Cheesy remembered sitting out in the garden of their house during the summertime. One summer she developed a passion for milkshakes and discovered that peanut butter and ground coffee beans go great with ice cream. Lying on the lawn chair, smelling the barbecue smoke, listening to the dogs’ collars jingle, feeling the sweat trickle down her back, the garden was an island on an island. She remembered looking at the sky through the apple tree leaves. It was so deep blue that you could almost reach up and touch it, like satin.

In their first house, Cheesy and her brother used to make umbrella forts on the porch when it rained. When it was sunny, they’d crawl along the fence to the neighbor’s house where their friends lived. Together they’d go to Trenholme Park and climb trees. Years later, the municipality set closing hours on the park to ward off teenage drinkers.

Montreal unfolds along Saint-Catherine Street. (Pumping life into a city, streets are nicknamed “arteries” for good reason.) Saint-Catherine’s starts off in the heart of big money and big houses, Westmount.
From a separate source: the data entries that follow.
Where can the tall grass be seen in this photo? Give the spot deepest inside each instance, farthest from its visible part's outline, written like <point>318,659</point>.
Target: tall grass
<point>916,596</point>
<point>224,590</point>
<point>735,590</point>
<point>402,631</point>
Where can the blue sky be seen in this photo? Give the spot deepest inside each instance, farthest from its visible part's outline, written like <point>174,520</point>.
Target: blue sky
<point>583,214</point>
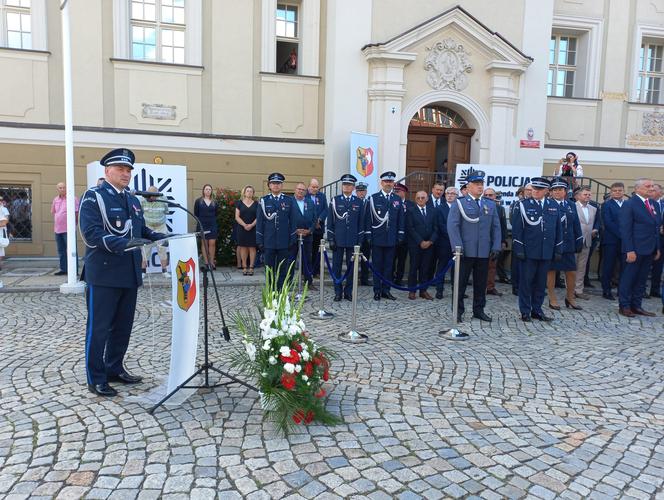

The street flows east into the Dawson College ghetto, dotted with girls in miniskirts just discovering the world of cigarettes and pool halls. Then it runs through Concordia University’s territory. Cheap Chinese restaurants and low-rise buildings line the street. Finally Saint-Catherine emerges into commercial downtown, harboring the underground city and spawning sidestreets filled with bars and businesses. A few churches stand watch like chaperones over men in designer suits and women in stilettos. The street slopes eastward and disintegrates into a strip of sleazy sex shops and art studios. It opens up into the Place des Arts, the district of open-air shows, opera concerts, and theatre performances. Beyond is Saint-Denis Street, where artsy professionals and carousing students bond over sangria.

Living in Montreal is like living in the head of a schizophrenic. A change of street, a change of lighting, a change of season is enough to renew your entire perspective. You think you’ve gotten to know Montreal. It laughs and throws a new personality in your face. Sure, many cities are multifaceted. But Montreal is denser. It’s swanky and sleazy, cultured and carefree, showy and secretive. Its strict Catholic past gave birth to a hedonistic rebel. It is utterly egotistical, but will give you anything you ask. True Montrealers are romantics – they believe in passion, be it the seductive or intellectual kind. What’s funny is that no one seems to love Montreal more than those who leave it. The most beautiful things are the ones just out of reach.